For comparison purposes, he added: “A frog that can barely jump one foot high would not be able, even if it tried very hard, to jump 2000 miles high. It’s that kind of energy difference between what is needed and what the photon has. The numbers matter. A lot.”

We did some further research on the matter (well, the particle matter) and found an article from the M.I.T.’s “Technology Review” that seemed to back this up. And yet, California’s Department of Public Health has issued warnings about carrying cell phones next to your body, holding them next to your head or even at your bedside while sleeping.

The main point, our reader notes, is that cell phone radiation does not break any chemical bonds. As far as we know, he added, if chemical bonds aren’t broken, cancer and other deleterious effects can’t happen. “It’s worth noting,” he added, “that cell phones have been around almost 30 years and we have not seen a rise in brain cancers that one would expect if there was more than an extremely small effect.”


Magnets Revisited

A reader asked us about our write-up of rare earth magnets on a rod, from MagnetPal. He wondered: Wouldn’t it destroy a cell phone if it got too close? What about a computer?

According to an article in Forbes Magazine, a magnet could wipe clean the hard drive inside a PC, but it would need one with a 450-pound pull force. That’s huge and way, way beyond the little magnets we wrote about. But … destroying the remote-control locking button on your car keys might be within its range. Our reader’s daughter magnetized her Audi key fob, and it took him an “extraordinary amount of money to get a replacement.”

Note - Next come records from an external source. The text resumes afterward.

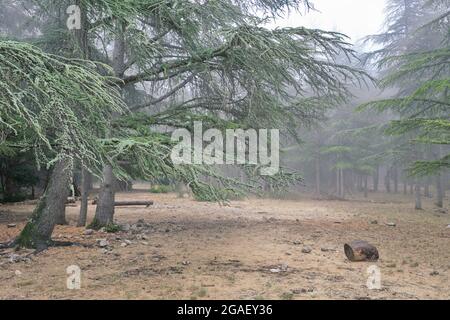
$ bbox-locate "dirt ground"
[0,192,450,299]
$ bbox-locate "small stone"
[270,268,281,273]
[386,263,397,268]
[386,222,397,227]
[302,247,312,254]
[83,229,95,236]
[98,239,109,248]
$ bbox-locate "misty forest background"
[0,0,450,249]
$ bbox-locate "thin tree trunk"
[436,174,445,208]
[364,176,369,198]
[392,167,398,193]
[415,182,422,210]
[316,155,321,196]
[91,22,125,229]
[373,166,380,192]
[16,160,72,251]
[77,167,90,227]
[384,169,391,193]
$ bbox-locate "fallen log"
[344,240,380,262]
[92,200,154,208]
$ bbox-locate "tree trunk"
[436,174,445,208]
[91,22,125,229]
[16,160,72,251]
[392,167,398,193]
[384,169,391,193]
[415,182,422,210]
[77,168,91,227]
[90,165,115,230]
[364,176,369,198]
[316,155,321,196]
[373,166,380,192]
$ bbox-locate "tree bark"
[316,154,321,196]
[16,160,72,251]
[91,22,125,229]
[414,182,422,210]
[364,176,369,198]
[436,174,445,208]
[373,166,380,192]
[77,168,91,227]
[90,165,115,230]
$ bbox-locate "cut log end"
[344,241,380,262]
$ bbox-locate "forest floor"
[0,188,450,299]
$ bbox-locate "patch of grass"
[150,185,173,193]
[280,292,294,300]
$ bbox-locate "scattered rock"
[386,263,397,268]
[386,222,397,228]
[83,229,95,236]
[270,268,281,273]
[97,239,109,248]
[302,247,312,254]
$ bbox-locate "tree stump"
[344,241,380,262]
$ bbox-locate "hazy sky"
[270,0,386,42]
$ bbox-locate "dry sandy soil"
[0,192,450,299]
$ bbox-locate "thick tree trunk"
[16,160,72,250]
[77,168,91,227]
[91,165,115,230]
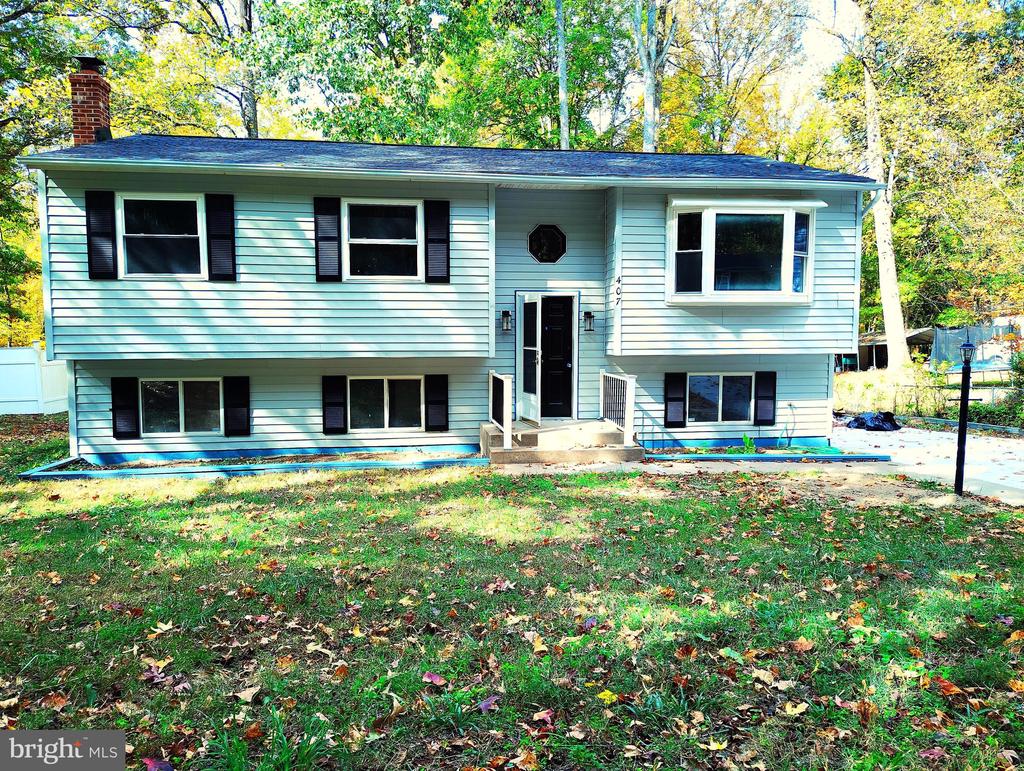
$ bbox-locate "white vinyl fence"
[0,343,68,415]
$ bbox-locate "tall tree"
[673,0,806,153]
[436,0,632,147]
[555,0,569,149]
[633,0,679,153]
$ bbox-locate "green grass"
[0,417,1024,769]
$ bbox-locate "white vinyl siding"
[621,188,859,356]
[75,358,487,457]
[47,173,490,359]
[613,354,833,442]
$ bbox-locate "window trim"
[138,377,224,439]
[345,375,427,434]
[665,199,825,305]
[114,192,209,281]
[341,198,427,284]
[686,372,757,426]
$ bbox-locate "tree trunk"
[643,70,657,153]
[863,61,910,370]
[240,0,259,139]
[555,0,569,149]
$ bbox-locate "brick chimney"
[70,56,111,145]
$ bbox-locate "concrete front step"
[488,444,644,465]
[481,421,623,449]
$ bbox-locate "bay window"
[666,200,824,304]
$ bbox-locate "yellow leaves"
[278,654,297,674]
[39,693,68,712]
[146,622,174,640]
[782,701,810,718]
[751,669,775,685]
[597,688,618,706]
[697,737,729,753]
[231,685,259,704]
[1002,629,1024,653]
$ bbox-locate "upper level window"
[666,202,824,304]
[117,194,206,277]
[342,200,423,281]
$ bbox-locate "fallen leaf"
[476,693,501,713]
[790,636,814,653]
[782,701,809,717]
[234,685,259,704]
[597,688,618,706]
[39,693,68,712]
[423,672,447,687]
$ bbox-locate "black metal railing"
[490,375,505,428]
[601,375,626,428]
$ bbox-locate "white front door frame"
[515,289,580,425]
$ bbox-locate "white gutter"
[19,156,885,190]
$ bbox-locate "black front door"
[541,297,573,418]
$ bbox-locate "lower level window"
[139,379,222,434]
[686,375,754,423]
[348,377,423,431]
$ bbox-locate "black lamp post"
[953,329,975,496]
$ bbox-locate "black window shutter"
[206,192,238,282]
[111,378,141,439]
[313,198,341,282]
[423,375,447,431]
[665,372,686,428]
[423,201,452,284]
[224,376,252,436]
[85,190,118,279]
[754,372,775,426]
[322,375,348,434]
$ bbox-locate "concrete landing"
[480,420,644,464]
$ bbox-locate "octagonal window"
[529,225,565,263]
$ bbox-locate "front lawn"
[0,423,1024,769]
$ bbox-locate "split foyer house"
[25,59,882,463]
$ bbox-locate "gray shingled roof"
[24,134,874,186]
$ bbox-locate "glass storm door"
[516,294,541,423]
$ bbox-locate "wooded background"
[0,0,1024,363]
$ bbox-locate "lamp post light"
[953,328,975,496]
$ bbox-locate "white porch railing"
[601,370,637,447]
[487,370,512,449]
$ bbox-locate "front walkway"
[833,427,1024,506]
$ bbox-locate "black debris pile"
[846,413,902,431]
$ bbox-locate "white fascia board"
[669,197,828,209]
[20,157,885,190]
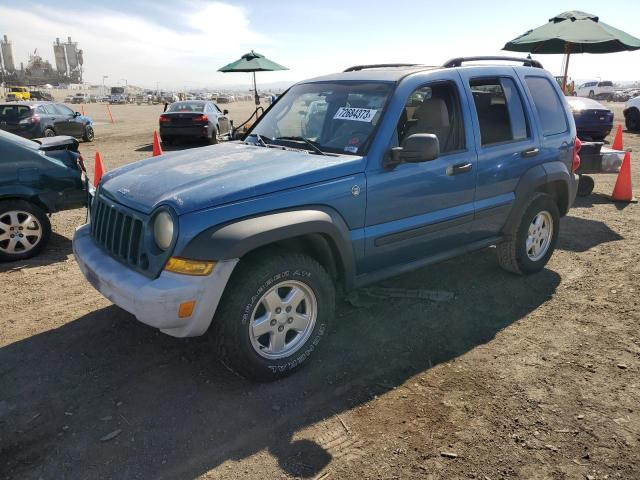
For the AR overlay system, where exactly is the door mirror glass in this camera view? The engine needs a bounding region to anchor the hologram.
[391,133,440,165]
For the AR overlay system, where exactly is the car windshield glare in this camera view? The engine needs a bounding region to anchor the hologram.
[248,82,392,155]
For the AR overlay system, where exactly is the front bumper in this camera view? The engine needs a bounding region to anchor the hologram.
[73,224,238,337]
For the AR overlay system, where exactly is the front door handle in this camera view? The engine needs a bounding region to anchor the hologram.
[447,162,473,175]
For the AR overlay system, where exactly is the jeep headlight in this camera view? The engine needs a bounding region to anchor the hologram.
[153,210,173,250]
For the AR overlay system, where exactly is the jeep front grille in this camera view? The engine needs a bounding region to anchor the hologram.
[91,195,146,269]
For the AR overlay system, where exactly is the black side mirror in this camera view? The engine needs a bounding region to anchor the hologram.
[389,133,440,166]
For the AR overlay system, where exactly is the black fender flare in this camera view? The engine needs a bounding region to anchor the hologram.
[502,161,577,234]
[179,206,355,290]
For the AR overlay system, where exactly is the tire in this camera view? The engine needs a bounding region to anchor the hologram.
[577,175,595,197]
[497,193,560,275]
[207,128,218,145]
[0,200,51,262]
[214,250,335,382]
[82,125,95,142]
[624,109,640,132]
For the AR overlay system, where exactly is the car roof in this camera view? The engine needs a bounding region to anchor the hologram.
[300,59,547,84]
[300,65,442,83]
[566,97,608,110]
[1,100,60,107]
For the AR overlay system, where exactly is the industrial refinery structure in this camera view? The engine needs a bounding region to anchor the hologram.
[0,35,84,86]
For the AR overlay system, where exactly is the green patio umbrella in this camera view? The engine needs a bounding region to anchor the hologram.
[218,50,289,105]
[503,10,640,91]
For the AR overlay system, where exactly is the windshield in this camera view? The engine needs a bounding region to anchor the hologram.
[247,82,392,155]
[167,102,204,112]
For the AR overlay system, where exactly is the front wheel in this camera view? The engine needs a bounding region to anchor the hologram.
[497,193,560,274]
[214,251,335,381]
[0,200,51,262]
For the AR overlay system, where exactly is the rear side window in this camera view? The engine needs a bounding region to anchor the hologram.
[0,105,31,122]
[470,77,529,146]
[52,103,73,115]
[525,77,567,136]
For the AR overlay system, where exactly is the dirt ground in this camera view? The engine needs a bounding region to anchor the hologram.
[0,99,640,480]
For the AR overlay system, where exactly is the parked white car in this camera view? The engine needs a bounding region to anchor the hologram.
[575,80,614,100]
[622,96,640,132]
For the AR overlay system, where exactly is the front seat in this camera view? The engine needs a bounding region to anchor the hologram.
[405,98,451,151]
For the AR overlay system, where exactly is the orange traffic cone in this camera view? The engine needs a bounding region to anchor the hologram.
[611,152,635,202]
[153,130,162,157]
[611,125,624,150]
[93,152,104,187]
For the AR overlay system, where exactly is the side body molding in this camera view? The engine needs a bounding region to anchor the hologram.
[178,206,355,290]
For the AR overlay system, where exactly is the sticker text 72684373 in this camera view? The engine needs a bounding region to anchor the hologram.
[333,107,378,123]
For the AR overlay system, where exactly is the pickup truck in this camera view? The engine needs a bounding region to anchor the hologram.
[73,57,580,381]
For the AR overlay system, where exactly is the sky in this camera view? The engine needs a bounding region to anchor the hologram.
[0,0,640,89]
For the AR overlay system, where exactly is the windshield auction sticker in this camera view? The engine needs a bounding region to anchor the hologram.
[333,107,378,123]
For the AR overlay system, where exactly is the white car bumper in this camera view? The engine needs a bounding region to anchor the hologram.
[73,224,238,337]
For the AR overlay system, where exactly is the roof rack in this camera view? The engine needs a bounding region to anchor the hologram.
[443,56,544,68]
[345,63,419,72]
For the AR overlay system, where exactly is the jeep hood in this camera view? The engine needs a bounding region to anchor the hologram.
[100,142,364,215]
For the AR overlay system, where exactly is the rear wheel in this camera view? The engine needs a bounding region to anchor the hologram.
[207,128,218,145]
[82,125,95,142]
[497,193,560,274]
[0,200,51,262]
[214,251,335,381]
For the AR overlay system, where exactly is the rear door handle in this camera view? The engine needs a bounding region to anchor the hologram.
[447,162,473,175]
[520,148,540,158]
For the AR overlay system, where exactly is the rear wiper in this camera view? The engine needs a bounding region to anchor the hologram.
[275,137,326,155]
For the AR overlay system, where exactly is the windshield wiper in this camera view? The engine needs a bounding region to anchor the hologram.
[275,137,326,155]
[244,133,267,147]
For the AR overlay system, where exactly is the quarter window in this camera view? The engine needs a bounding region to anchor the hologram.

Range, of course is the key issue. As we all learned in high school, the strength of any electromagnetic field diminishes with the square of the distance from the source. So, for example, a magnet that was only one hundredth of an inch from the car key fob (essentially touching), would have only one-ten-thousandth of the effect if it were held just one inch away. (High school was so interesting.)

Microsoft Annoyances

Bob wanted to use System Restore in Windows 10 to bring his computer back to a day when everything was working properly. In Windows 7 and 8, this was no problem, with many dates to choose from. In Windows 10, he had only one choice for a restore point and that one didn’t work.

Joy tried it on her new computer and found that she also had no restore points. So she created one. To do this yourself, type “recovery” in the Windows search box and click on it when it comes up in Control Panel. Click “open System Restore.” If you see no restore points, cancel, and click “Configure System Restore.” Then click “Create” to create a restore point. In the future, when you need to restore your PC, pick a date a few days earlier, or at least two days. Files will not be lost in this process; whatever you’ve written in between is like the handwriting on the wall. (Bob recalls that the famous “handwriting on the wall” refers to a wall in the royal feast room of the king’s palace in ancient Babylon. What the writing said was “Mene, Mene, tekel upharsin.” Which means, loosely translated, “You have been weighed in the balance and found wanting.” Not good news.